Why Omnivores Can Consume Both Meat and Plants
Most carnivores are incapable of digesting vegetation, and one large meat animal can replace a truckload of plant nutrition. This is a short question that requires a detailed explanation. Animals have digestive systems specialized to eat certain types of food. Carnivores need meat to survive, as they are unable to digest most plant matter. Omnivores, on the other hand, have digestive systems capable of digesting both meat and plants, while herbivores have digestive systems better suited for plant matter but struggle with meat.

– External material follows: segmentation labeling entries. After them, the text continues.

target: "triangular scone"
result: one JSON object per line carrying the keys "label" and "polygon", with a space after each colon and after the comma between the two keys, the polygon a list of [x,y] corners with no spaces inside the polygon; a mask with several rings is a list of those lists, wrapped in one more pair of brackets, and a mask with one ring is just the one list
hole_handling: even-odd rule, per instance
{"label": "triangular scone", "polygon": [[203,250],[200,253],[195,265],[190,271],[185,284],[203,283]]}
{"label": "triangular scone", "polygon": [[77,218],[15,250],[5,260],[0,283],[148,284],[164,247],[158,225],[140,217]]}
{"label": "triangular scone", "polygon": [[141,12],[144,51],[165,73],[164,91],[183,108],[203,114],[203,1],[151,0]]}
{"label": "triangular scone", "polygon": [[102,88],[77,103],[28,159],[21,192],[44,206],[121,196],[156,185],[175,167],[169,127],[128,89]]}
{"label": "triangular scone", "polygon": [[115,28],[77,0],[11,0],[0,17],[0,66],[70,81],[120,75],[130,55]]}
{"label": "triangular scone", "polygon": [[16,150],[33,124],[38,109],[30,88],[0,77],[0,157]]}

It is not uncommon to see carnivores consuming plants and herbivores consuming meat. In both cases, some digestion of the consumed food can occur, although it is not optimal for them.
An organism that can eat both meat and plants is called an omnivore. The term 'omnivore' is a human invention to describe animals like us that eat anything. The ancestral population of modern omnivores faced significant selection pressures in the past where scarcity of food favored those with the ability to eat a broader range of foods. Members of the population who could not consume and digest a wide variety of foods were less likely to thrive or even survive, leading to fewer opportunities for gene transmission.
This situation likely resulted in a population where the collective genome was more favorable for an omnivorous diet because they could survive according to the available food at the time. Conversely, individuals who could not adapt or eat a range of food types were more likely to die or not reproduce successfully, meaning their genes were not passed down as often as the genes of omnivores. Therefore, it is the genes of ancestors who were able to eat a range of foods during a time of food crisis that have been passed down to the current population of extant omnivores.